ごめんね。ごめんね?わたしは、ダメな子だ』



そんなことないよ、俺はそうは思ったことはない。



『わたしは欲張りなダメな子だから。りょーたんがみんなを、幸せにって聞いてもやもやした。

わたしだけを見て、支えて、そばに居てほしい。でも、りょーたんはそんなわがまま言ったら絶対に困ってしまうから。言えなかった』



言って欲しかった。

俺が、気付けなかった悩みを打ち明けて欲しかった。こうなる前に、この結論に辿り着く前に。



『だから、ごめんね。

わたしがこうなることに気付いて欲しくないんだ。だって、怒るよりもあなたは悲しんでしまうだろうから。だから、もしこれを見てしまっているならば、わたしはもっとダメな子って事になっちゃうね』



ただ涙と、虚無感が湧き出てくるのを抑えてるだけさ。悲しみも、怒りよりも、言葉よりも。その二つが強過ぎる。
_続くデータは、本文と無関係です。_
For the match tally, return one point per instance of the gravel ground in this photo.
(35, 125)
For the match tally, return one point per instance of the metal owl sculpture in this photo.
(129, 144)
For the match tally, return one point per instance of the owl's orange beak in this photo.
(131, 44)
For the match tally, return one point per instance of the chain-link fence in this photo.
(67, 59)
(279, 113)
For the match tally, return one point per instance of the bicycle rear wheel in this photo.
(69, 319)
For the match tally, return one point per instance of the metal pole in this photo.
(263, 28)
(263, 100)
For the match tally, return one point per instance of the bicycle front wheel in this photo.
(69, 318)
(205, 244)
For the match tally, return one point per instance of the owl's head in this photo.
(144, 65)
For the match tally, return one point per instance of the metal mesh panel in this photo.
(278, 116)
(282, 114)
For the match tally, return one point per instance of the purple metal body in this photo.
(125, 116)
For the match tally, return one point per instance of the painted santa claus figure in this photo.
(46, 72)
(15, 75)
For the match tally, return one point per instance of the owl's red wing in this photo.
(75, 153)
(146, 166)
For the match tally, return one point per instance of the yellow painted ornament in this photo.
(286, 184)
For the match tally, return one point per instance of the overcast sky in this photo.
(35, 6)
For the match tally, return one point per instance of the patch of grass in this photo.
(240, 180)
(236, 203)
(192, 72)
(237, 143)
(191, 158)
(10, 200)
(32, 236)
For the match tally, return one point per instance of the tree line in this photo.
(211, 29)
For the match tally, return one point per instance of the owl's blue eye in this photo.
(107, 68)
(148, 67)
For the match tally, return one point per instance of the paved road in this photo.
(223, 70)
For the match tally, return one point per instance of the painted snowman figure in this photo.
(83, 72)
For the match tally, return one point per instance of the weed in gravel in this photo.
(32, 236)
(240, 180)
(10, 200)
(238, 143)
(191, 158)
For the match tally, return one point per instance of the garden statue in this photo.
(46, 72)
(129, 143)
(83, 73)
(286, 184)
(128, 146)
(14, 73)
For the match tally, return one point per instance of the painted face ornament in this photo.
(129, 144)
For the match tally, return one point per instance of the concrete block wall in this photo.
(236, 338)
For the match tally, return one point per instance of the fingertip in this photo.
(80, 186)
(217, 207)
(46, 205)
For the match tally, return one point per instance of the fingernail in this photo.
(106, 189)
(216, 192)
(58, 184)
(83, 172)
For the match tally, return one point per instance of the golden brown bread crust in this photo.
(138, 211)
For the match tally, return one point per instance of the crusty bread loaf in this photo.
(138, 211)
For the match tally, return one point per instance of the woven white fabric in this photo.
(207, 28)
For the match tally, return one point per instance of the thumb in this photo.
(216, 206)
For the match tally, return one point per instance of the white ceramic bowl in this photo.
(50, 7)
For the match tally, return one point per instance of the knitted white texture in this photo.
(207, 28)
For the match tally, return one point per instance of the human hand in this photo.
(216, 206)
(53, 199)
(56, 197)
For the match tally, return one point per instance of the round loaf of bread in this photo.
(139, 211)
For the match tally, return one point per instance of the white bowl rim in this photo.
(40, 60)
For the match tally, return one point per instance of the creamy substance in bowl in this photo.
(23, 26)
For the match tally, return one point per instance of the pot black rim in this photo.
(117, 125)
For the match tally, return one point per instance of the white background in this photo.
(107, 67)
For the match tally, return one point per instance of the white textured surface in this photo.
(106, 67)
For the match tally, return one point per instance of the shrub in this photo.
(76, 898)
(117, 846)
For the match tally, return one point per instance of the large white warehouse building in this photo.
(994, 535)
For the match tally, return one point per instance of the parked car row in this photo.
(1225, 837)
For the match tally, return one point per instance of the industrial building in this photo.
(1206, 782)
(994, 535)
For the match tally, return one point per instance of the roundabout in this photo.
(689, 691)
『わたしがりょーたんを邪魔しちゃうのは自分を許せなくなるから。仕方ない、よね。

自分を曲げることは出来ないんだ。わたしは、りょーたんと一緒。決めた事は、曲げられない。

わたしはりょーたんと一緒で、両親も居ないから。

わたしは、あなたに依存した。

傷を舐め合う為に、依存したの』



知らなかった。

俺は、何も知らないんだ。

ひーたんがこうするくらい悩んでいたのに。



俺が、悪いんだ。



『りょーたんは悪くないよ』



いや、俺だろ?



『大好きな、りょーたん。

わた を忘れて、幸せに ってね』



書いている時に泣いていたのだろう。

所々文字が滲んで、読めなくなっていた。



『大好きなりょーたんへ』


「ったく……よぉ」



忘れられる訳ないだろ。

あんなパワフルなヤンデレを忘れられるわけがないじゃないか。俺の脳裏にびっちり焼き付いて消えそうに、ないよ。



「選択肢……ん?」


『お久しぶりです。

モノです、おめでとうございます。

これが、最後の選択肢です。ご自由に、後悔のないようお選びください』


「最後?」


『エンディングが、すぐそこって事ですよ。

さあ時間はたっぷりありますから、選んで下さい』



選択肢はいつものように三つ。

『ひーたんを忘れて生きて行く』。

これは、ひーたんが望んでいた事。でも、俺は。



後の二つに、俺は目を疑わざるを得なくて。



『完全攻略した攻略対象ヒロインたちを捨てて、時間を戻してひーたんに会いに行く』と。



『ひーたんと同じように全員殺して俺も死ぬ』だ。



これで、俺とみんなのエンディングが決まる。